The vulnerability is described in prose only; no verified public proof-of-concept code is available at this time. Refer to the ASUS Security Advisory for vendor-supplied technical details.
Detection Methods for CVE-2026-6737
Indicators of Compromise
- Unexpected loss of touchpad functionality on systems with ASUS Precision Touchpad installed, particularly after recent local process activity
- Unusual DeviceIoControl calls targeting the AsusPTPFilter device object from non-vendor processes
- Unsigned or unfamiliar user-mode binaries opening handles to the touchpad filter driver
Detection Strategies
- Monitor process creation events for unsigned binaries that interact with HID or touchpad device objects
- Audit kernel driver IOCTL interactions through Event Tracing for Windows (ETW) providers covering device I/O
- Correlate touchpad service or driver error events with concurrent local user process activity
Monitoring Recommendations
- Track installed versions of the ASUS Precision Touchpad package across the fleet and flag hosts running pre-patch builds
- Alert on repeated failed IOCTL requests against the AsusPTPFilter driver, which may indicate fuzzing or enumeration
- Review endpoint telemetry for processes opening raw handles to \\.\ device paths associated with the touchpad driver
How to Mitigate CVE-2026-6737
Immediate Actions Required
- Apply the ASUS security update for ASUS Precision Touchpad as referenced in the ASUS Security Advisory
- Inventory endpoints running the AsusPTPFilter driver and prioritize patching for laptops and convertibles with ASUS hardware
- Restrict local logon rights on affected systems to reduce the population of users able to invoke the vulnerable IOCTL
Patch Information
ASUS has published guidance under the "Security Update for ASUS Precision Touchpad" section of the ASUS Security Advisory.
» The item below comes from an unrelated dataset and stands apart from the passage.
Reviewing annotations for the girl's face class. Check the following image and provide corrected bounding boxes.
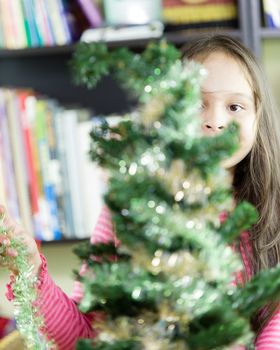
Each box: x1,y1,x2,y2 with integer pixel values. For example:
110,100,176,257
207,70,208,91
198,52,256,169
Administrators should download and deploy the updated ASUS Precision Touchpad package from official ASUS support channels for each affected model. Validate the driver version after installation to confirm the vulnerable build of AsusPTPFilter has been replaced.
Workarounds
- Limit interactive and remote local access to trusted administrators where patching cannot be performed immediately
- Apply application control policies to block unauthorized binaries from issuing DeviceIoControl requests against the touchpad driver
- Disable or uninstall the ASUS Precision Touchpad software on systems that do not require its advanced features until the patch is deployed
# Verify installed ASUS Precision Touchpad driver version on Windows
powershell -Command "Get-WmiObject Win32_PnPSignedDriver | Where-Object { $_.DeviceName -like '*ASUS*Touchpad*' } | Select-Object DeviceName, DriverVersion, DriverDate"
Disclaimer: This content was generated using AI. While we strive for accuracy, please verify critical information with official sources.